To cope with loss, Bradley’s college partying morphed into material for coping. 

“I didn’t go to counseling, I didn’t go to church,” she said. That September, months before dropping out of Kent State, “I crossed the line of no return.”  

Deflated and mourning, Bradley grew addicted to cocaine. 

Today, after 17 and a half years of spearheading recovery efforts as founder of theNorthern Ohio Recovery Association (NORA), Bradley is helping to advance the public’s — law enforcement especially — understanding of the disease of addiction. And since 2019, Bradley has extended NORA’s treatment wheelhouse by including co-care for mental illnesses. 

In the throes of the crack cocaine epidemic, Bradley became clean on May 8, 1990. Trouble befell her before sobriety. Without a job or diploma, she stole Cavs jerseys to pay for drugs, often from gun-toting Detroit dealers. But come the spring of 1994, after four years of intense treatment at the Compass House, Bradley found herself in a better place. 

She owes her success to her fight as a track and fielder. “I’m not aggressive,” she said. “But I’m certainly persistent.” 

The Compass doctors that saved Bradley — that had seen her addiction as an illness — led her to want to become one of them. In 1995, after completing her bachelor’s, Bradley applied to Cleveland State for a master’s in social work. She was at first denied, Bradley believes, due to her mediocre GPA and the freshness of the program. In 1997, she met Andrew Edwards, a pastor who encouraged Bradley to write transparently about her trials as an addict — against prevailing societal stigmas. After all, Bradley was a budding success story: “A mother, a taxpayer, and I was married, too.” 

The resulting essay thrived. In 1999, Bradley graduated, from CSU with a master’s in social work, free of an addict’s guilt. “I can’t tell you when the magic wand happened,” she said. “But at some point, I became okay with being able to say I used cocaine and being able to share about that life more openly.” 
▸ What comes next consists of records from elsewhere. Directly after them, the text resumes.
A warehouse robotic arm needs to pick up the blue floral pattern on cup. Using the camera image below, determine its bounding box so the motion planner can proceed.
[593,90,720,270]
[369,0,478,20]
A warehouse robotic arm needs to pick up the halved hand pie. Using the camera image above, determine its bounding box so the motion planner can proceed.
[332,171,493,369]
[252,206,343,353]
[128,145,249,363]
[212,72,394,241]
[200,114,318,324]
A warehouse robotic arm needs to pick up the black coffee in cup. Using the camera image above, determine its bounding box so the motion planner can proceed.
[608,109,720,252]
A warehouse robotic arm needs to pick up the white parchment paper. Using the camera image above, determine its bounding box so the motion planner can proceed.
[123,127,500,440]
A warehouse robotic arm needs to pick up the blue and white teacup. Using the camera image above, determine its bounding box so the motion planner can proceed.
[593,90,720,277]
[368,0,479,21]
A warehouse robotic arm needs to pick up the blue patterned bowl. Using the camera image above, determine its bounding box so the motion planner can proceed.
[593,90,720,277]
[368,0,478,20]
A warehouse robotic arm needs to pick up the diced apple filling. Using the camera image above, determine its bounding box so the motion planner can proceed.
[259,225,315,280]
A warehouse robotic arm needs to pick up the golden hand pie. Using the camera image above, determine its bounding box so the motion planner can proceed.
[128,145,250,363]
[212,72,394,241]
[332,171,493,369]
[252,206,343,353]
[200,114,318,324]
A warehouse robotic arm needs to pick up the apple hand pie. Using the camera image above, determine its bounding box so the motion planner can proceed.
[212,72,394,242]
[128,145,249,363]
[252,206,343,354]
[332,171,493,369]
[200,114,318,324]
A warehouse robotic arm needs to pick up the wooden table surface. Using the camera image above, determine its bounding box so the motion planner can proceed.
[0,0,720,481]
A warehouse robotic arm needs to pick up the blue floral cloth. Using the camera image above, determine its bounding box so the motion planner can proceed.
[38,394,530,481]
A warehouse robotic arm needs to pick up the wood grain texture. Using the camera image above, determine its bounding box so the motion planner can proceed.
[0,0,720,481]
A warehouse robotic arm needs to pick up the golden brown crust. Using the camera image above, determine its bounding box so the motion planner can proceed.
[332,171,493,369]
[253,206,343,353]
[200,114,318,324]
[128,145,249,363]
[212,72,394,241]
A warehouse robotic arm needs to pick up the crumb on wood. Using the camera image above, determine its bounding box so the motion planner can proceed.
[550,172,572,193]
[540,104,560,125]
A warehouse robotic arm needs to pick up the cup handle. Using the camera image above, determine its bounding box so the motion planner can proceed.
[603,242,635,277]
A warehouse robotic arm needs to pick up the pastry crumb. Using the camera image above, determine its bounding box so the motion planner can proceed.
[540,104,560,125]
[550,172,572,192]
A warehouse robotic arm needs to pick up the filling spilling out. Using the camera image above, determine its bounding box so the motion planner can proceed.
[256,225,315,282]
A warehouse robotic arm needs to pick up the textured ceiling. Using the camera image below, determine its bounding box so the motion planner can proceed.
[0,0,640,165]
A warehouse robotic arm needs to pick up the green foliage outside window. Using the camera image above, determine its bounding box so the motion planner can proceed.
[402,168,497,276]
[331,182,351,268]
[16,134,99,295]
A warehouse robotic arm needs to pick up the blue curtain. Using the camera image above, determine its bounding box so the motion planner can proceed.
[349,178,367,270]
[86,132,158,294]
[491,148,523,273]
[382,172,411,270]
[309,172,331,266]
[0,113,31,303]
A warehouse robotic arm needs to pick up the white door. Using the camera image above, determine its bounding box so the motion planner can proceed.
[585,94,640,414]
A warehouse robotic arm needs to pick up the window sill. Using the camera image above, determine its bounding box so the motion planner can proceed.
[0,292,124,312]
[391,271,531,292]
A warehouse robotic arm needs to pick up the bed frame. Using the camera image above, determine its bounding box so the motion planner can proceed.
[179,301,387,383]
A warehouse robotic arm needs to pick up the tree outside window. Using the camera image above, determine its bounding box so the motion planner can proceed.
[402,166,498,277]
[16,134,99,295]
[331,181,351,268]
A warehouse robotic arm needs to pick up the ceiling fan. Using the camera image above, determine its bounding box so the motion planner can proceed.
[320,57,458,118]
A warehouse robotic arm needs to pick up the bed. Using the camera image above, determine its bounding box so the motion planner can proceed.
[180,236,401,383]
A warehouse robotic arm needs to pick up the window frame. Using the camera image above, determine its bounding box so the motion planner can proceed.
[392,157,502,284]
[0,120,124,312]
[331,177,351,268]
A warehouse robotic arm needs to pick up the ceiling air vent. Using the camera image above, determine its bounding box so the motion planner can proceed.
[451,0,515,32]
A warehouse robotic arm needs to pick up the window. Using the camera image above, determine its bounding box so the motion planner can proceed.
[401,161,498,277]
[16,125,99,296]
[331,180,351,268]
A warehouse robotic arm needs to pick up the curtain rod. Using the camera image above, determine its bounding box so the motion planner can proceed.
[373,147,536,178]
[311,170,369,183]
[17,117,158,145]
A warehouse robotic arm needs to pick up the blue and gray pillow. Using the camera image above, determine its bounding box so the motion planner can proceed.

Fed up with “cookie cutter” rehab programs that blindly followed the status quo — even those at Compass, which she directed for four years — Bradley opened up her own center, NORA, in a 2,400 square-foot facility off East 55th in the winter of 2004. Over the next 15 years, NORA grew with progressive tendencies. Intake window times were open twenty-four seven. E-counseling and gender-specific outpatient care blossomed. And today, NORA treats intake patients with co-occurring disorders — schizophrenia, depression, bipolarity. “A person more as a whole,” Bradley explained. 

Bradley’s fight to fix Northeast Ohio’s opioid epidemic garnered her recognition as one of 10 Champions of Change by President Obama in 2016. 

NORA had treated some 22,000 patients, Bradley says, with 84 percent clean at least six months after intake. “There’s not a whole bunch of money in this work,” she said. “But for someone to recognize your creativity? Your blood, sweat and tears?” 

The fruits are more personal. She recalls a recent patient of hers, a Mansfield mother of two who was admitted for an opioid addiction. Two years after she was released, the Mansfield mother returned voluntarily. 

“She wanted to drop off a letter to me: She got her kids back. She was working,” Bradley said, jubilant. “That’s what makes this work. That right there is what makes me happy with my work.”